When you decide to open a business, you must choose a business structure. While there are several options, if you are just starting out and plan to “go at it alone,” then a sole proprietorship may be the best option.
However, there are some potential downsides to this structure. Understanding more about it will help you decide if a sole proprietorship is right for you.
What does it mean to be a sole proprietor?
As a sole proprietor, you are starting a business venture all on your own. This means you must save money and pay estimated tax payments. You file business-related tax information on your personal tax return because you are the business.
Additionally, there’s no distinction between you and the business. This means you are personally liable for damages, debt and financial losses if a lawsuit is filed.
What’s the process of becoming a sole proprietor?
Making your business a sole proprietorship “officially” isn’t difficult. There’s no paperwork that you must file to get started, but you should research the permits or licenses that may be required.
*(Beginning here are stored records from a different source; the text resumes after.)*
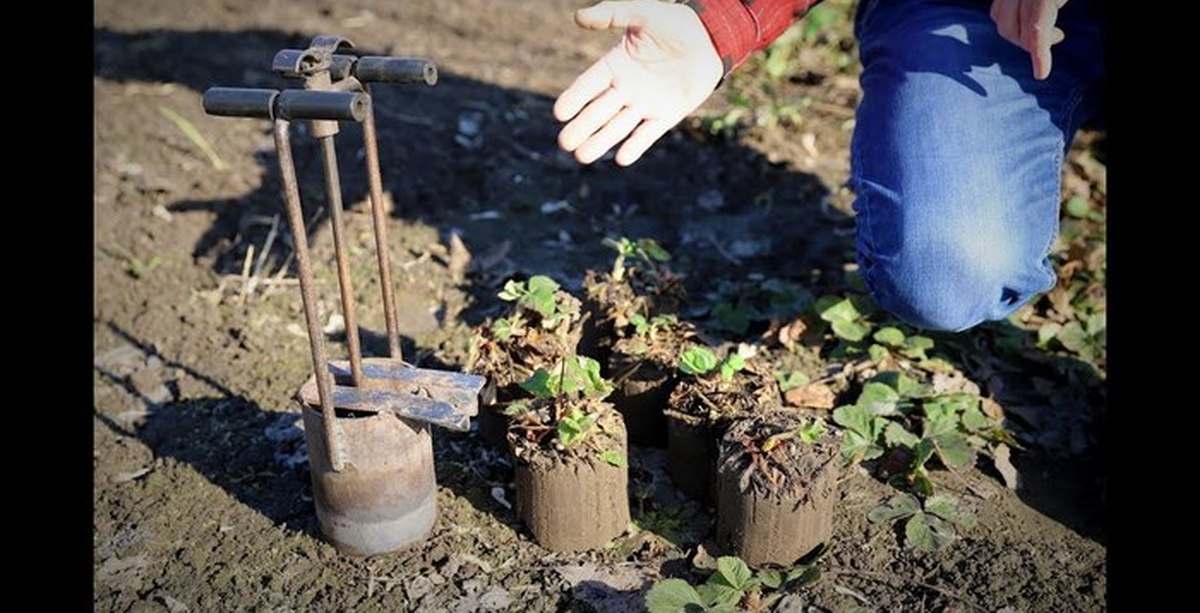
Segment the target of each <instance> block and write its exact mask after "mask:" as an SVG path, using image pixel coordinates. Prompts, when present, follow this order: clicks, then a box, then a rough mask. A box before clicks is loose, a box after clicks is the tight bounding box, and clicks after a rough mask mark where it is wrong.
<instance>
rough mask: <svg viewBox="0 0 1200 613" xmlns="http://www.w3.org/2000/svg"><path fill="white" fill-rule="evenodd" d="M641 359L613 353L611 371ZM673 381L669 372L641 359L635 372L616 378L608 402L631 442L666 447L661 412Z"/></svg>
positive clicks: (666, 399) (625, 367)
mask: <svg viewBox="0 0 1200 613" xmlns="http://www.w3.org/2000/svg"><path fill="white" fill-rule="evenodd" d="M640 361H642V359H641V357H637V356H629V355H625V354H619V353H616V354H613V355H612V360H611V362H610V371H611V372H612V373H616V374H614V377H616V375H617V374H620V373H624V372H626V371H628V369H629V368H632V367H634V366H635V365H637V363H638V362H640ZM676 380H677V379H676V378H674V377H673V375H672V372H670V371H664V369H662V368H661V367H660V366H659V365H656V363H653V362H649V361H643V362H642V363H641V366H638V367H637V369H636V371H635V372H634V374H631V375H629V377H625V378H624V379H619V380H618V383H617V385H616V390H613V395H612V398H611V402H612V403H613V405H616V407H617V410H618V411H620V415H622V416H623V417H624V419H625V429H626V431H629V441H630V443H631V444H634V445H640V446H647V447H659V449H662V447H665V446H667V419H666V416H665V415H664V414H662V411H664V409H666V405H667V398H668V397H670V396H671V389H672V387H673V386H674V384H676Z"/></svg>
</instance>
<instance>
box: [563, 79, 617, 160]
mask: <svg viewBox="0 0 1200 613" xmlns="http://www.w3.org/2000/svg"><path fill="white" fill-rule="evenodd" d="M624 106H625V96H624V95H623V94H620V92H619V91H617V90H614V89H610V90H608V91H605V92H604V94H601V95H600V96H599V97H598V98H596V100H593V101H592V102H589V103H588V106H587V107H584V108H583V110H581V112H580V114H578V115H576V116H575V119H572V120H571V122H570V124H568V125H566V127H564V128H563V131H562V132H559V133H558V146H560V148H563V149H564V150H566V151H575V150H576V149H577V148H578V146H580V145H582V144H583V142H584V140H587V139H588V137H590V136H592V134H595V133H596V132H598V131H599V130H600V128H601V127H604V125H605V124H607V122H608V121H610V120H611V119H612V116H613V115H616V114H617V112H619V110H620V108H622V107H624Z"/></svg>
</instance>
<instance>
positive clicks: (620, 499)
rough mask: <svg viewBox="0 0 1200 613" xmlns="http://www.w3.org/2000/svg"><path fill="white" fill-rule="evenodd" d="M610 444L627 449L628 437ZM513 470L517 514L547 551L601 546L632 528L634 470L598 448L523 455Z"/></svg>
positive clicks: (583, 548) (615, 441) (545, 452)
mask: <svg viewBox="0 0 1200 613" xmlns="http://www.w3.org/2000/svg"><path fill="white" fill-rule="evenodd" d="M613 421H614V422H619V420H616V419H614V420H613ZM607 444H608V445H610V446H611V447H612V450H613V451H618V452H619V453H622V455H623V456H624V455H625V453H626V446H625V443H624V440H620V441H619V446H618V441H617V440H612V439H610V441H608V443H607ZM626 457H628V456H626ZM514 473H515V479H514V480H515V486H516V506H517V515H518V516H520V517H521V521H522V522H524V524H526V527H528V528H529V531H530V533H533V537H534V540H535V541H538V545H541V546H542V547H545V548H547V549H551V551H554V552H578V551H583V549H598V548H600V547H604V546H605V545H606V543H607V542H608V541H611V540H612V539H614V537H617V536H619V535H620V534H622V533H624V531H625V529H626V528H629V519H630V518H629V469H628V468H622V467H614V465H612V464H610V463H607V462H605V461H604V459H600V457H599V453H598V452H595V453H586V455H578V456H576V455H569V456H559V455H558V453H557V452H554V451H550V450H538V451H535V452H533V453H532V456H530V457H518V458H517V459H516V468H515V471H514Z"/></svg>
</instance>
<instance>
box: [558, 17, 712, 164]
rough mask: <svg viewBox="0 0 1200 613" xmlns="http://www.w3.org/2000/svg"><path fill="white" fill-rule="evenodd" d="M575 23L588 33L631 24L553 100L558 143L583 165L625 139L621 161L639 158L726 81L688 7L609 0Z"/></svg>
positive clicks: (616, 144)
mask: <svg viewBox="0 0 1200 613" xmlns="http://www.w3.org/2000/svg"><path fill="white" fill-rule="evenodd" d="M575 22H576V23H577V24H578V25H580V26H581V28H584V29H589V30H606V29H612V28H624V29H625V35H624V36H623V37H622V40H620V42H619V43H618V44H617V46H616V47H613V48H612V49H611V50H610V52H608V53H606V54H605V55H604V56H602V58H600V59H599V60H598V61H596V62H595V64H593V65H592V66H590V67H589V68H588V70H587V71H584V72H583V73H582V74H580V77H578V78H576V79H575V82H574V83H571V85H570V86H569V88H566V90H564V91H563V94H562V95H559V97H558V100H557V101H556V103H554V116H556V118H557V119H558V120H559V121H565V122H566V125H565V126H564V127H563V131H562V132H560V133H559V136H558V144H559V145H560V146H562V148H563V149H564V150H566V151H571V152H574V154H575V158H576V160H578V161H580V162H581V163H592V162H594V161H595V160H598V158H600V156H602V155H604V154H605V152H606V151H608V150H610V149H612V148H613V146H616V145H617V144H618V143H620V142H622V140H624V144H622V146H620V149H618V151H617V163H618V164H620V166H629V164H631V163H634V162H636V161H637V160H638V158H640V157H641V156H642V154H644V152H646V150H647V149H649V146H650V145H652V144H654V142H655V140H658V139H659V138H660V137H661V136H662V134H665V133H666V132H667V130H671V127H672V126H674V125H676V124H678V122H679V121H680V120H683V118H685V116H688V114H689V113H691V112H692V110H695V109H696V107H698V106H700V104H701V103H703V102H704V100H707V98H708V96H709V95H710V94H712V92H713V89H714V88H715V86H716V84H718V83H719V82H720V79H721V74H722V67H721V61H720V59H719V58H718V55H716V49H715V48H714V47H713V42H712V40H710V38H709V36H708V31H707V30H706V29H704V25H703V24H702V23H701V20H700V18H698V17H697V16H696V13H695V12H694V11H692V10H691V8H688V7H686V6H683V5H674V4H666V2H659V1H653V0H632V1H619V2H618V1H606V2H600V4H598V5H595V6H592V7H589V8H583V10H580V11H577V12H576V13H575Z"/></svg>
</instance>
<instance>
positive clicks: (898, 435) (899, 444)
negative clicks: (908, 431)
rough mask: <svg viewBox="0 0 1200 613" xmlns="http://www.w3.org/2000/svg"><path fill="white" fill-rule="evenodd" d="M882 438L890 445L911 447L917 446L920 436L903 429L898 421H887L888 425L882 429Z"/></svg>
mask: <svg viewBox="0 0 1200 613" xmlns="http://www.w3.org/2000/svg"><path fill="white" fill-rule="evenodd" d="M883 440H884V441H886V443H887V444H888V445H890V446H894V447H896V446H899V447H907V449H912V447H914V446H917V443H919V441H920V438H919V437H917V435H916V434H913V433H912V432H908V431H907V429H905V427H904V426H901V425H900V423H899V422H895V421H889V422H888V427H887V428H884V431H883Z"/></svg>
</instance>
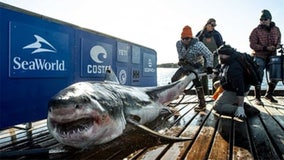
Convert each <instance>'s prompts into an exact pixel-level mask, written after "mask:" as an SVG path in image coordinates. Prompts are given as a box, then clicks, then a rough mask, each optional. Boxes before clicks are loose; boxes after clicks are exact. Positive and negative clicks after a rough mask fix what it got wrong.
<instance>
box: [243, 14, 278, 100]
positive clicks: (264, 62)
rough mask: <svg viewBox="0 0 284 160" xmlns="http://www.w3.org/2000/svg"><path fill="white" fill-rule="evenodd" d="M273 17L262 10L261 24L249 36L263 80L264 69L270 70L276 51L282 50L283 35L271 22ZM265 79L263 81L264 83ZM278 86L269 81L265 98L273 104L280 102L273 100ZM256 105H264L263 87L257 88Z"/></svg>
mask: <svg viewBox="0 0 284 160" xmlns="http://www.w3.org/2000/svg"><path fill="white" fill-rule="evenodd" d="M271 20H272V16H271V14H270V12H269V11H268V10H266V9H264V10H262V12H261V16H260V24H259V25H258V26H257V27H256V28H254V29H253V31H252V32H251V34H250V36H249V41H250V47H251V49H253V53H252V54H253V55H254V59H255V61H256V63H257V64H258V65H259V68H260V69H261V71H262V75H261V77H262V78H263V74H264V69H266V70H269V66H268V62H269V59H270V57H271V56H274V55H276V49H278V48H280V43H281V33H280V29H279V28H278V27H277V26H276V25H275V23H274V22H272V21H271ZM262 80H263V79H261V82H262ZM276 85H277V81H275V80H274V81H273V80H269V82H268V89H267V91H266V94H265V98H266V99H267V100H269V101H270V102H272V103H277V102H278V101H277V100H275V99H274V98H273V92H274V89H275V87H276ZM255 103H256V104H257V105H263V103H262V101H261V87H260V86H259V87H255Z"/></svg>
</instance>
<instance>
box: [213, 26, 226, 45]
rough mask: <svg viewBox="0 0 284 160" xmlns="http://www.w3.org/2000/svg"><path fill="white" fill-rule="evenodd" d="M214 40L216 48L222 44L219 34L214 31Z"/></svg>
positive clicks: (221, 39) (221, 40)
mask: <svg viewBox="0 0 284 160" xmlns="http://www.w3.org/2000/svg"><path fill="white" fill-rule="evenodd" d="M214 39H215V41H216V45H217V47H218V48H219V47H220V46H221V45H222V44H223V43H224V42H223V38H222V36H221V34H220V33H219V32H218V31H216V30H214Z"/></svg>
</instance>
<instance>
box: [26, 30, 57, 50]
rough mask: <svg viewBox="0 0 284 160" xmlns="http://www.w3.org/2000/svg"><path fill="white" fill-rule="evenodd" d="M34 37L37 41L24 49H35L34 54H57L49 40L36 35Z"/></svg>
mask: <svg viewBox="0 0 284 160" xmlns="http://www.w3.org/2000/svg"><path fill="white" fill-rule="evenodd" d="M34 37H35V38H36V41H35V42H34V43H31V44H29V45H27V46H25V47H23V49H30V48H33V49H35V50H34V51H33V52H32V54H34V53H40V52H52V53H55V52H56V49H55V48H54V47H53V46H52V45H51V44H50V43H49V42H48V41H47V40H45V39H44V38H42V37H40V36H39V35H34ZM44 46H46V47H48V48H44Z"/></svg>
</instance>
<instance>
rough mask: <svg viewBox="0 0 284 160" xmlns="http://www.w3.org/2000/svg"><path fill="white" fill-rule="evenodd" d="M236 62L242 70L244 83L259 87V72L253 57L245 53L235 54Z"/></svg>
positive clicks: (255, 62)
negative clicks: (241, 65)
mask: <svg viewBox="0 0 284 160" xmlns="http://www.w3.org/2000/svg"><path fill="white" fill-rule="evenodd" d="M236 54H237V60H238V61H239V63H240V64H241V65H242V67H243V69H244V77H245V81H246V82H248V83H249V84H250V85H253V86H260V85H261V76H260V75H261V71H260V69H259V66H258V64H257V63H256V62H255V61H254V60H253V57H252V56H251V55H249V54H247V53H240V52H236Z"/></svg>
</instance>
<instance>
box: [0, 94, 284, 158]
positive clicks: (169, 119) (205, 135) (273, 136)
mask: <svg viewBox="0 0 284 160" xmlns="http://www.w3.org/2000/svg"><path fill="white" fill-rule="evenodd" d="M181 97H182V96H181ZM207 100H208V103H207V110H206V111H205V112H200V113H197V112H195V111H194V107H195V106H196V105H197V99H196V96H194V95H186V96H184V98H183V99H178V100H176V101H173V103H172V104H170V105H171V106H175V108H176V109H177V110H178V111H179V115H169V116H166V117H160V118H158V119H157V120H156V121H155V122H153V123H151V124H148V126H149V127H150V128H152V129H153V130H156V131H158V132H160V133H162V134H166V135H171V136H176V137H189V138H192V140H189V141H182V142H168V141H163V140H162V139H159V138H157V137H154V136H149V135H148V134H147V133H145V132H143V131H141V130H137V131H135V132H134V131H133V132H129V133H128V134H127V135H126V134H125V135H123V136H121V137H119V138H117V139H116V140H114V141H112V142H109V143H107V144H104V145H99V146H95V147H94V148H90V149H85V150H79V149H75V148H71V147H67V146H63V145H61V144H59V143H58V142H57V141H56V140H55V139H54V138H53V137H52V136H51V135H50V134H49V132H48V130H47V127H46V120H42V121H38V122H34V123H32V127H31V128H30V129H21V128H20V127H25V126H21V125H18V126H15V127H14V128H9V129H6V130H3V131H1V132H0V151H1V152H0V159H147V160H148V159H151V160H152V159H165V160H168V159H284V97H280V96H279V97H277V100H278V101H279V103H278V104H271V103H270V102H268V101H265V100H263V101H264V104H265V105H264V106H257V105H255V104H254V103H253V100H254V99H253V97H248V98H247V99H246V101H247V102H248V103H251V104H252V105H254V106H256V107H257V108H258V109H259V110H260V111H261V113H260V115H259V116H254V117H251V118H249V119H246V120H245V121H240V120H238V119H235V118H233V117H227V116H222V115H217V114H215V113H214V111H213V110H212V106H213V101H211V98H210V97H207Z"/></svg>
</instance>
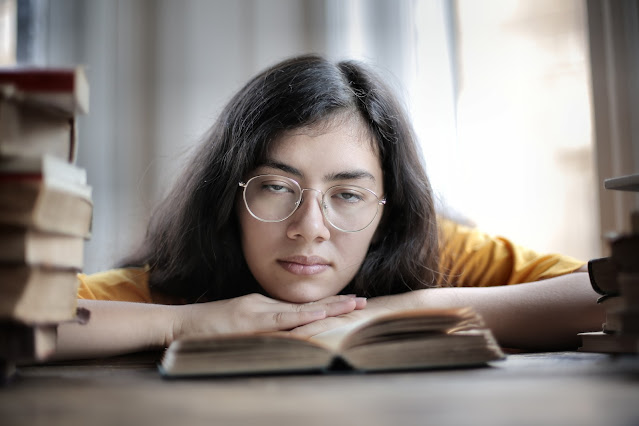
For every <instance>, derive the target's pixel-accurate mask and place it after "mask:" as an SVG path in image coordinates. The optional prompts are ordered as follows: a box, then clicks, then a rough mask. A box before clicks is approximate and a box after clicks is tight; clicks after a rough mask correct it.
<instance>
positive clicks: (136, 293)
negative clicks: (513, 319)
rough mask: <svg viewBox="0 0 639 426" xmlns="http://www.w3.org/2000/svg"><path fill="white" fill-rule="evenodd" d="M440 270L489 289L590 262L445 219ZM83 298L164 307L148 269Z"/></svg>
mask: <svg viewBox="0 0 639 426" xmlns="http://www.w3.org/2000/svg"><path fill="white" fill-rule="evenodd" d="M440 227H441V231H442V233H441V234H442V235H441V245H442V249H441V261H440V265H441V271H442V273H443V274H444V278H443V279H442V280H441V281H442V282H440V283H439V284H442V283H446V284H450V285H454V286H463V287H485V286H496V285H508V284H516V283H524V282H532V281H539V280H543V279H547V278H552V277H556V276H559V275H564V274H568V273H571V272H574V271H576V270H577V269H579V268H580V267H581V266H583V265H584V264H585V262H582V261H579V260H577V259H573V258H571V257H568V256H563V255H558V254H539V253H537V252H535V251H533V250H529V249H527V248H524V247H521V246H518V245H515V244H513V243H512V242H511V241H509V240H508V239H506V238H503V237H493V236H489V235H487V234H485V233H482V232H480V231H478V230H477V229H474V228H469V227H465V226H462V225H459V224H456V223H454V222H451V221H448V220H440ZM78 278H79V279H80V289H79V291H78V297H79V298H81V299H97V300H120V301H128V302H146V303H152V302H156V303H158V302H160V303H161V301H159V300H158V299H157V297H155V298H154V297H153V295H152V294H151V291H150V289H149V286H148V281H149V271H148V268H146V267H145V268H126V269H112V270H109V271H105V272H99V273H96V274H92V275H87V274H78Z"/></svg>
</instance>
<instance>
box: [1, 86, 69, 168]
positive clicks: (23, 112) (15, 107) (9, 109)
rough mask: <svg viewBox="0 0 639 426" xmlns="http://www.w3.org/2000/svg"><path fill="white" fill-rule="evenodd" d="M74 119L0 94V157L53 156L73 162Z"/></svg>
mask: <svg viewBox="0 0 639 426" xmlns="http://www.w3.org/2000/svg"><path fill="white" fill-rule="evenodd" d="M76 141H77V128H76V119H75V118H74V117H68V116H64V115H59V114H52V113H49V112H47V111H43V110H42V109H40V108H36V107H33V106H31V105H23V104H19V103H17V102H12V101H9V100H6V99H3V98H1V97H0V156H31V157H33V156H42V155H45V154H49V155H53V156H56V157H59V158H62V159H63V160H65V161H67V162H71V163H73V162H75V158H76V155H77V143H76Z"/></svg>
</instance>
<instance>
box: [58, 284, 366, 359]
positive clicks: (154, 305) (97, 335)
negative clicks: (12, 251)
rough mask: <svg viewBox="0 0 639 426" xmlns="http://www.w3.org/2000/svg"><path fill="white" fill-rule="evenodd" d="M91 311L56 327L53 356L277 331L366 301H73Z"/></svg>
mask: <svg viewBox="0 0 639 426" xmlns="http://www.w3.org/2000/svg"><path fill="white" fill-rule="evenodd" d="M78 305H79V306H81V307H85V308H87V309H89V310H90V311H91V319H90V321H89V322H88V323H87V324H85V325H80V324H75V323H65V324H61V325H60V326H59V327H58V347H57V353H56V358H58V359H62V358H92V357H104V356H111V355H118V354H123V353H128V352H135V351H142V350H148V349H154V348H163V347H166V346H167V345H168V344H170V343H171V342H172V341H173V340H175V339H177V338H180V337H184V336H192V335H199V334H200V335H201V334H208V335H215V334H225V333H238V332H255V331H277V330H290V329H292V328H295V327H298V326H301V325H304V324H307V323H310V322H312V321H316V320H319V319H324V318H326V317H329V316H334V315H342V314H346V313H349V312H351V311H353V310H354V309H362V308H363V307H364V306H365V305H366V301H365V300H364V299H361V298H355V297H352V296H334V297H329V298H326V299H324V300H321V301H318V302H314V303H308V304H294V303H283V302H279V301H277V300H274V299H270V298H268V297H265V296H262V295H259V294H250V295H247V296H242V297H238V298H235V299H229V300H221V301H217V302H209V303H200V304H193V305H157V304H149V303H132V302H114V301H103V300H79V301H78Z"/></svg>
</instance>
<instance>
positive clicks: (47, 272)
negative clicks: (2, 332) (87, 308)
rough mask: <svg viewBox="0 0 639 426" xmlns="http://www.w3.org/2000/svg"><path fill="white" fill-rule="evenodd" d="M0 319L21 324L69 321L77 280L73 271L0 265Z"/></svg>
mask: <svg viewBox="0 0 639 426" xmlns="http://www.w3.org/2000/svg"><path fill="white" fill-rule="evenodd" d="M0 277H2V281H1V282H0V319H1V320H13V321H18V322H23V323H29V324H32V323H55V322H61V321H69V320H73V319H74V318H75V316H76V311H77V292H78V287H79V285H80V281H79V280H78V278H77V271H75V270H73V269H55V268H44V267H29V266H17V265H0Z"/></svg>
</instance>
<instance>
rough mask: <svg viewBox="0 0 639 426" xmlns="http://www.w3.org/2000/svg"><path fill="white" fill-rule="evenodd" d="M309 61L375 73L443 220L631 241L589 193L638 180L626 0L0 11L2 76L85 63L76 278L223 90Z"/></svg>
mask: <svg viewBox="0 0 639 426" xmlns="http://www.w3.org/2000/svg"><path fill="white" fill-rule="evenodd" d="M309 52H315V53H321V54H324V55H326V56H327V57H329V58H331V59H335V60H337V59H343V58H356V59H360V60H363V61H366V62H368V63H370V64H371V65H373V66H374V67H375V68H377V69H378V71H379V72H381V73H383V74H384V75H385V77H386V79H387V80H388V81H389V82H390V83H391V84H392V85H393V86H394V87H395V89H396V90H397V92H398V94H399V95H400V96H401V98H402V100H403V101H404V104H405V105H406V108H407V109H408V110H409V112H410V114H411V116H412V118H413V121H414V125H415V129H416V131H417V134H418V136H419V138H420V142H421V146H422V152H423V156H424V160H425V164H426V167H427V172H428V173H429V175H430V177H431V179H432V183H433V186H434V188H435V190H436V192H437V194H438V198H439V200H440V202H441V205H442V206H443V207H442V208H445V209H447V210H448V211H449V212H452V213H453V214H458V215H460V217H463V218H464V219H465V220H468V221H470V222H472V223H474V224H475V225H476V226H478V227H480V228H481V229H482V230H485V231H486V232H489V233H491V234H499V235H504V236H506V237H508V238H511V239H512V240H514V241H515V242H517V243H520V244H523V245H526V246H529V247H531V248H533V249H536V250H539V251H545V252H561V253H564V254H568V255H572V256H575V257H578V258H581V259H584V260H586V259H589V258H593V257H598V256H600V255H602V254H604V253H603V252H604V251H605V247H606V244H605V240H603V237H604V236H605V234H606V233H607V232H611V231H622V230H625V229H627V228H628V226H629V225H628V224H629V220H628V217H627V214H628V212H629V209H630V208H631V207H632V206H633V205H634V204H633V203H636V201H635V200H633V199H631V198H629V196H628V194H623V193H610V192H606V191H604V190H603V186H602V181H603V179H605V178H609V177H613V176H621V175H625V174H630V173H634V172H637V171H638V168H639V140H638V139H639V122H638V120H637V119H636V117H638V115H637V114H638V112H639V111H637V108H638V101H639V82H638V79H639V12H638V8H637V1H636V0H618V1H617V0H587V1H586V0H562V1H556V0H536V1H526V0H482V1H474V0H109V1H107V0H0V62H1V63H2V64H3V65H8V64H14V63H18V64H32V65H46V66H60V65H62V66H74V65H79V64H81V65H84V66H85V67H86V71H87V75H88V78H89V83H90V86H91V107H90V108H91V110H90V113H89V115H87V116H83V117H81V119H80V123H79V129H80V145H79V156H78V164H79V165H80V166H81V167H84V168H86V169H87V170H88V177H89V183H90V184H91V185H92V186H93V190H94V203H95V212H94V224H93V237H92V239H91V240H90V241H89V242H88V243H87V244H86V259H85V271H86V272H88V273H91V272H96V271H99V270H103V269H107V268H110V267H112V266H113V264H114V263H115V262H117V261H118V260H119V259H120V258H121V257H123V256H124V255H125V254H126V253H127V252H128V251H129V250H130V249H131V248H132V247H134V246H135V245H136V244H137V243H138V242H139V240H140V238H141V237H142V235H143V234H144V231H145V227H146V222H147V220H148V217H149V214H150V212H151V211H152V209H153V206H154V205H155V204H156V203H157V201H158V200H159V198H160V197H161V196H162V195H163V194H164V193H165V192H166V191H167V189H168V187H169V186H170V185H171V183H172V182H173V180H174V179H175V177H176V174H177V173H178V171H179V170H181V167H182V165H183V163H184V161H185V159H186V157H187V156H188V154H189V152H190V150H191V149H192V147H193V146H194V145H195V144H197V143H198V141H199V138H200V136H201V135H202V134H203V133H204V132H205V131H206V129H207V128H208V127H209V126H210V125H211V124H212V123H213V121H214V119H215V117H216V116H217V114H218V113H219V111H220V110H221V108H222V107H223V105H224V104H225V103H226V102H227V101H228V100H229V99H230V97H231V96H232V94H233V93H234V92H235V91H236V90H238V89H239V88H240V87H241V86H242V85H243V84H244V83H245V82H246V81H247V80H248V79H249V78H250V77H251V76H253V75H254V74H255V73H257V72H258V71H260V70H262V69H263V68H265V67H267V66H269V65H272V64H274V63H276V62H278V61H280V60H282V59H284V58H286V57H289V56H291V55H295V54H301V53H309ZM633 117H634V120H633Z"/></svg>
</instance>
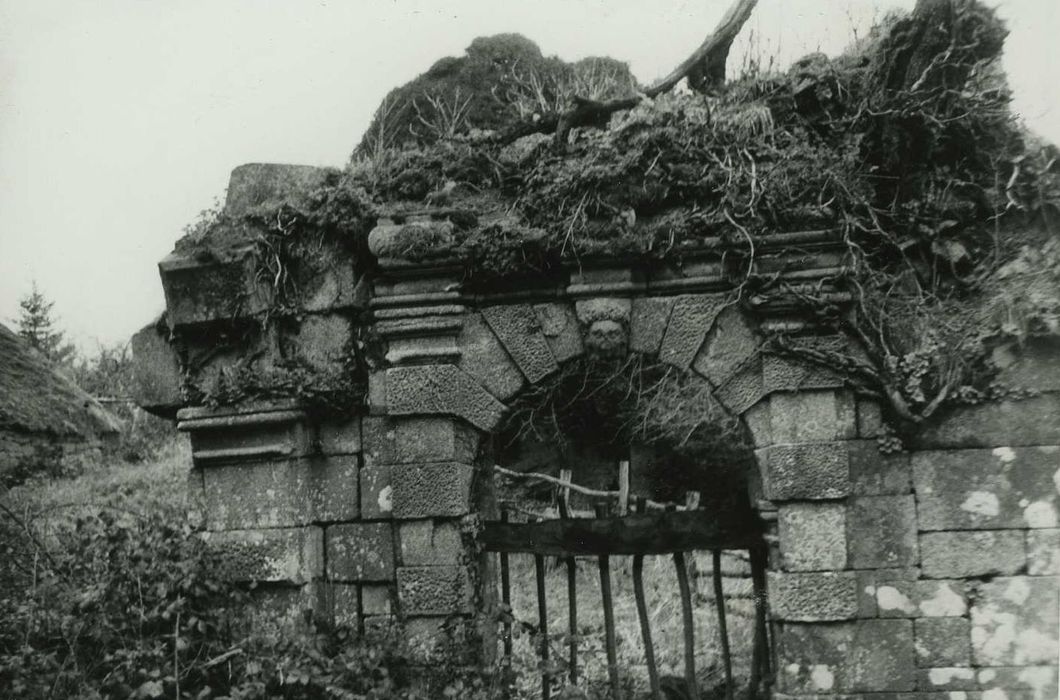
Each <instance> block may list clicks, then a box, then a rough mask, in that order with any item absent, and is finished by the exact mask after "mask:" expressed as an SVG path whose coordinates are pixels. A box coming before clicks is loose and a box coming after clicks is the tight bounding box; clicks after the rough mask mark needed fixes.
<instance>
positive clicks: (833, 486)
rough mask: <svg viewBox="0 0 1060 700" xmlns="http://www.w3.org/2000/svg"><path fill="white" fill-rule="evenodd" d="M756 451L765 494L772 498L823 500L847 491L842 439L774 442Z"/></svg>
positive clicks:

You will typically use your own Social Security number as your business ID since there’s no legal separation between the two.
You can create some separation with an EIN (employer identification number). Some sole proprietors prefer this because they can avoid giving out their Social Security numbers. Also, if you ever decide to hire an employee, you must have an EIN.
Knowing your rights when establishing a business structure
No matter what business structure you choose, you need to ensure that you follow the legal requirements. This will ensure your business operates properly and that you don’t encounter any issues that could haunt your future.